So gab es in den Jahren ab 2005 dann massiv gestiegene Frachtmengen zu verzeichnen. Ende 2005 wurde deshalb wieder eine Rangierlok in Neumarkt stationiert. Anfänglich wurde eine mit drei Achsen eingesetzt, die aber schon bald durch eine stärkere, vierachsige Lok ersetzt wurde.

Max Bögls „Betonbahn“ fährt seit 25 Jahren

© Foto: Christoph Meier/Firmengruppe Max Bögl

„Tübbings“ (Betonsegmente für den Tunnelbau), Feste Fahrbahn, Brückenträger, Schwellen, Parkhaus-Elemente und sogar der komplette Rohbau für Fabrikhallen transportierte Bögl bisher mit der Bahn ab. Neben Zielen in Deutschland liefen in Sengenthal beladene Züge auch schon in die Schweiz, nach Italien, Rumänien und Polen an. Da die abgehenden Frachten meist Betonfertigteilprodukte sind, trägt die Bahnstrecke unter Eisenbahnfans heute den Spitznamen „Betonbahn“.
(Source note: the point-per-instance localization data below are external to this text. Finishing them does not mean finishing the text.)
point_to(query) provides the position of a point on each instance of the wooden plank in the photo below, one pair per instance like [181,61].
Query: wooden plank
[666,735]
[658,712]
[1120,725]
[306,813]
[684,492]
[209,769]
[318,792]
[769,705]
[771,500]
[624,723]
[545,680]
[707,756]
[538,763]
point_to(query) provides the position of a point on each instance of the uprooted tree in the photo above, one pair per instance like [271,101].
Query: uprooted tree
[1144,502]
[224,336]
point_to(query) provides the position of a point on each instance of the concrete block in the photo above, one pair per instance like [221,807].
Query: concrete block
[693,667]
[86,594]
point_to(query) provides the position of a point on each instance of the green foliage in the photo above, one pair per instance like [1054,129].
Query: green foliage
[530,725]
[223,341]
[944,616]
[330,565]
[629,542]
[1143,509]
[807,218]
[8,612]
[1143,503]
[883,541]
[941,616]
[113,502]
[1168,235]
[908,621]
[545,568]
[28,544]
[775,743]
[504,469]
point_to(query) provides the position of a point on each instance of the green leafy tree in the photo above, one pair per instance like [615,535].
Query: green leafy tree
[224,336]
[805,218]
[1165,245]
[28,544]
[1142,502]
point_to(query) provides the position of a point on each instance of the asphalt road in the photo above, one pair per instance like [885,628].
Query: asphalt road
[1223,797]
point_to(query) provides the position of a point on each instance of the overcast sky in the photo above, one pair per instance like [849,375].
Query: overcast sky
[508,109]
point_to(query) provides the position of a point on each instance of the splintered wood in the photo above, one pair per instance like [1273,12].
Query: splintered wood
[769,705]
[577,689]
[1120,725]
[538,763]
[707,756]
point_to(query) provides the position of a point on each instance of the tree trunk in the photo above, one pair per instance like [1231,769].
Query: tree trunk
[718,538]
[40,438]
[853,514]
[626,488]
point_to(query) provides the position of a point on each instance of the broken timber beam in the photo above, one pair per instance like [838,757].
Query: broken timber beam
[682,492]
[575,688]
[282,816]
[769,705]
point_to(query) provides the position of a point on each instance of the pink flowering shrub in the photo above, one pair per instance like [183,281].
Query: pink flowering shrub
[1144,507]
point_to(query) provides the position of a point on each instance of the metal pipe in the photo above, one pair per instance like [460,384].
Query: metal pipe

Aber es gibt auch per Bahn ankommende Frachten. Zum einen alle Arten von Stahl, zum anderen der benötigte Zements; zum Einsatz kommt hierzu eine Vielzahl an gelb lackierten Silocontainern. Aufgrund des ständig steigenden Transportvolumens wurden die Gleisanlagen immer wieder erweitert, die ursprüngliche Umsetzanlage vor dem Werk mit zwei kurzen Gleisen besteht heute aus drei langen Gleisen. Im Werk wurden zudem weitere Weichen und viele Meter Gleis verlegt, um weitere Ladestellen an das Gleis anzubinden.

Auch war es mit der Zeit notwendig, sich eine eigene Rangierlok zuzulegen, zunächst die zuvor im Bögl-Werk Gera eingesetzte zweiachsigen Kleinlok vom Typ V22. 2011 wurde dann eine dreiachsige, ehemalige DB- Lok vom Typ V60 erworben, so dass heute zwei Rangierloks gemeinsam die alltäglichen Aufgaben meistern.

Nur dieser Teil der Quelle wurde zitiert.